Before coming to Israel, I always thought of myself as a Jew who celebrated the Jewish holidays. I may not have kept kosher or welcomed Shabbat, but I did drag myself to Synagogue on Rosh Hashanah and Yom Kippur every year, lit the Menorah on Hannukah, and I looked forward to partaking in the annual beach-side seder with my grandparents every year in Florida. As far as the Israeli holidays went, I sometimes attended the JCC Yom Hatzmaut carnival, but Yom Hashoa, Yom Hazikaron and Yom Yerushaliym usually weren't acknowledge. It wasn't that I didn't know other Jewish holidays existed, I simply didn't make it a point to celebrate them. As a Jew, I've always known the critical role the torah plays in Judaism, but I never made the effort to celebrate the day it was received (Sukkot). Furthermore, I always associated the celebrations of such holidays with "religious Jews"-a community of which I was never a part of.

But all of my previous rules and traditions (or lack thereof) were discarded when I came to Israel and I looked forward to sharing in an authentic Israeli-Jewish experience. Passover was the first in a series of holidays and I could feel it approach a week before the officially beginning. When I went to the shook, I no longer asked myself "what should I buy?" but "what will they have." In order for their store to be considered "kosher for passover", shop-owners need to thoroughly clean away any products containing wheat, spelt, barley, rye and oats, and rice, corn, lentils and beans (according to Ashkenazi tradition). This rule also often applies to foods that are made near products that contain any of these ingredients. Although I missed some of my weekly chocolate and dried fruit fixings, the lack of available foods added to the collective spirit of Passover. In the past I was always a member of the minority-one of the few who celebrated this seemingly obscure and rule-ridden holiday in the wake of the fun, chocolate-filled Easter brunch. But not in Jerusalem. In Jerusalem I could still order a sandwich or pastry with my coffee, because every coffee shop had "Passover-friendly" bread-like treats. In Jerusalem I didn't have to scour food packages for traces or wheat or spelt, because I knew they would be hidden behind covered shelves. I admit that I haven't always abided by the Passover rule-book. I always begin with noble intentions, but finding myself crumbling when the bread basket comes around or a friend orders pancakes for breakfast. But this year I remained faithful-even fervent about keeping the Passover mitzvot. Not because it was easier (which it admittedly was), but because I finally realized how special and lucky to be a member of this unique and remarkable people.

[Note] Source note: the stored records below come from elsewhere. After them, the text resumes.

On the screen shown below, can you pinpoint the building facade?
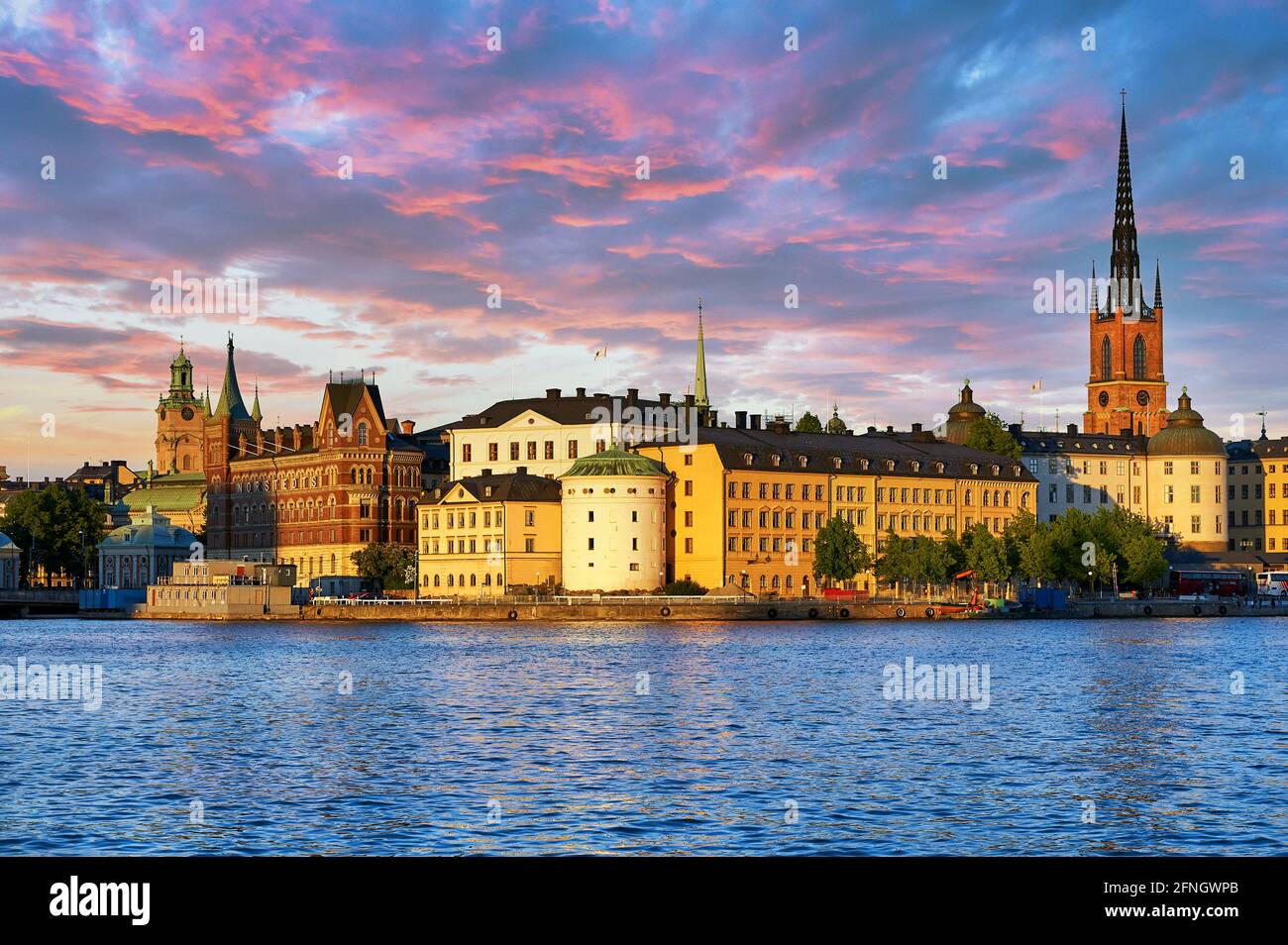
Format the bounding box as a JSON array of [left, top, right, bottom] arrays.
[[559, 446, 670, 593], [638, 412, 1037, 597], [417, 468, 563, 597], [205, 339, 424, 584], [98, 507, 201, 589]]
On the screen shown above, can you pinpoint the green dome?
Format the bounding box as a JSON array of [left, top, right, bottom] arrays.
[[559, 446, 666, 478], [1149, 387, 1225, 457]]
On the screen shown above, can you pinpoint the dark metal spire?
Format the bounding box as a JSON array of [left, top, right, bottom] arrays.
[[1109, 89, 1140, 307]]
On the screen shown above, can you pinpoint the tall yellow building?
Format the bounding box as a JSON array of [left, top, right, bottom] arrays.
[[417, 467, 563, 597], [638, 412, 1037, 597]]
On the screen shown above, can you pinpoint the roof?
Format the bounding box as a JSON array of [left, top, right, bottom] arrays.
[[1013, 430, 1149, 456], [99, 520, 197, 551], [559, 446, 667, 478], [422, 472, 562, 506], [636, 426, 1037, 482], [121, 472, 206, 510], [443, 389, 684, 430], [1149, 387, 1227, 457]]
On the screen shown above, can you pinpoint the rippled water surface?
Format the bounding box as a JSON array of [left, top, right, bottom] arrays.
[[0, 618, 1288, 855]]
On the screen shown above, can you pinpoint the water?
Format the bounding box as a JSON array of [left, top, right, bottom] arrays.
[[0, 618, 1288, 855]]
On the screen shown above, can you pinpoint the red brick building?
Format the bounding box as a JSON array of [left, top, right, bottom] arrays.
[[205, 338, 425, 584]]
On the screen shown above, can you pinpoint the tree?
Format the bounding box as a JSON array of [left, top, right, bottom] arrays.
[[963, 412, 1020, 460], [814, 515, 872, 581], [349, 542, 416, 591], [796, 411, 823, 433], [0, 485, 107, 581]]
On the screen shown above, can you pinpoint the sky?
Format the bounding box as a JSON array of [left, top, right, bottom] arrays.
[[0, 0, 1288, 477]]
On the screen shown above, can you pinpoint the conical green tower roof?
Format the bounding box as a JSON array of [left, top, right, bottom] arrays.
[[559, 446, 666, 478]]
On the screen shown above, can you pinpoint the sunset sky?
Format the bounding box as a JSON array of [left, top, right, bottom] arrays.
[[0, 0, 1288, 477]]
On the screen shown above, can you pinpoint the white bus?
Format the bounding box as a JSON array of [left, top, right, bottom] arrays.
[[1257, 571, 1288, 597]]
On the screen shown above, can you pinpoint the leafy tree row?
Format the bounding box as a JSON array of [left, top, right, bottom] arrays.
[[814, 508, 1167, 587]]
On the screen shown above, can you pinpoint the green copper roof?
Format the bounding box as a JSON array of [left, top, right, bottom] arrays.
[[1149, 387, 1225, 457], [693, 299, 711, 408], [215, 335, 250, 420], [559, 447, 666, 478]]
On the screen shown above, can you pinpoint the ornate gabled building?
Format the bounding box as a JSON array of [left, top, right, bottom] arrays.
[[205, 338, 424, 584], [1082, 102, 1167, 437], [156, 340, 210, 475]]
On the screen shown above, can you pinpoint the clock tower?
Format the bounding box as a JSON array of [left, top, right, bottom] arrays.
[[1082, 93, 1167, 437], [156, 341, 206, 472]]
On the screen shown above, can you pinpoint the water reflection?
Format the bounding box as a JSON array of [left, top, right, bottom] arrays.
[[0, 618, 1288, 855]]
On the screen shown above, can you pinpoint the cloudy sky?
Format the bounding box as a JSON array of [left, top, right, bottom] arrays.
[[0, 0, 1288, 476]]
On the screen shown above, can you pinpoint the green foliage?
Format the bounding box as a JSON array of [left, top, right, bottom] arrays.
[[0, 485, 107, 580], [349, 542, 416, 591], [796, 411, 823, 433], [814, 515, 872, 580], [965, 412, 1020, 460]]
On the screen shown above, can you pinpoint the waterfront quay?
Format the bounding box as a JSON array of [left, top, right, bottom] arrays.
[[115, 596, 1288, 623]]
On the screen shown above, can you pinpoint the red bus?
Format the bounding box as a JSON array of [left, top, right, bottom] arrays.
[[1167, 569, 1248, 597]]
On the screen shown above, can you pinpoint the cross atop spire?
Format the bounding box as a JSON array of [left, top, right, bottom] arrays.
[[693, 295, 711, 411]]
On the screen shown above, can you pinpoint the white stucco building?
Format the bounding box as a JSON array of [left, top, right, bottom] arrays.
[[559, 446, 669, 593]]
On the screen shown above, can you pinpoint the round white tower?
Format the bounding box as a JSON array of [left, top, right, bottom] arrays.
[[559, 446, 669, 593]]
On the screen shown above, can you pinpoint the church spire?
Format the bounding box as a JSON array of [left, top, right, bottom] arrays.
[[215, 334, 250, 420], [693, 295, 711, 411], [1109, 89, 1140, 308]]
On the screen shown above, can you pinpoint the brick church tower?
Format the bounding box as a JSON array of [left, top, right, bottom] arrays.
[[1082, 93, 1167, 437]]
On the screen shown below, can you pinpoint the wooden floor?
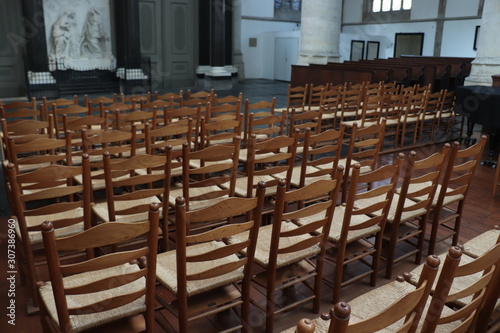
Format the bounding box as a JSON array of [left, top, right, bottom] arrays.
[[0, 136, 500, 333]]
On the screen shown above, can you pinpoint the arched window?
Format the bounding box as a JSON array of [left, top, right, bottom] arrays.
[[372, 0, 411, 13]]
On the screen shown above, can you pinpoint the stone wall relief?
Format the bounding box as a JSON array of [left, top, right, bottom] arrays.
[[44, 0, 116, 71]]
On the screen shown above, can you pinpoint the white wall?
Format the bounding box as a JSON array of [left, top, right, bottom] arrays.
[[441, 20, 481, 57], [241, 19, 300, 79], [339, 22, 436, 62], [410, 0, 438, 20], [241, 0, 481, 79], [340, 0, 363, 23], [242, 0, 274, 18], [445, 0, 480, 17]]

The notion of collectivity grew more potent as the month progressed. Yom Hashoa, Yom Hazikaron and Yom Hatzmaut are considered Israel's High Holidays. They begin with Yom Hashoa (Holocaust Remembrance Day), in which a siren is loud siren is sounded around the country. The second the siren is heard, everyone stops. Drivers get out of their cars, boisterous merchants cease their haggling, teachers stop teaching and everyone stands at attention, in reverence of the nearly 7 million Jews who were murdered in the holocaust. One week later, a similar event occurs-but this time in honor of those fell in service. Yom Hazikaron is arguably the most poignant of holidays because every Israeli is required to serve in the military (except the Haredim and Arabs), and most Israeli's know someone who died in battle or was a victim of terror. The mood was reminiscent of the days following September 11; melancholy and grief-ridden, but not defeated.

As day shifted into night, somber reverance for dead loved gave way to elated pride for "Yom Hatzmaut"  or Israeli Independence day. I rung in Israel's happiest holiday at a night long dance party in the shook alongside hundreds of fellow teens. The next day, thousands flocked to the Gan Sachar park for barbeques galore. Spending Yom Hazikaron and Yom Hatzmaut in Israel was a beautiful reminder that even in times of bitter despair, we must never give up hope or stop finding the positive.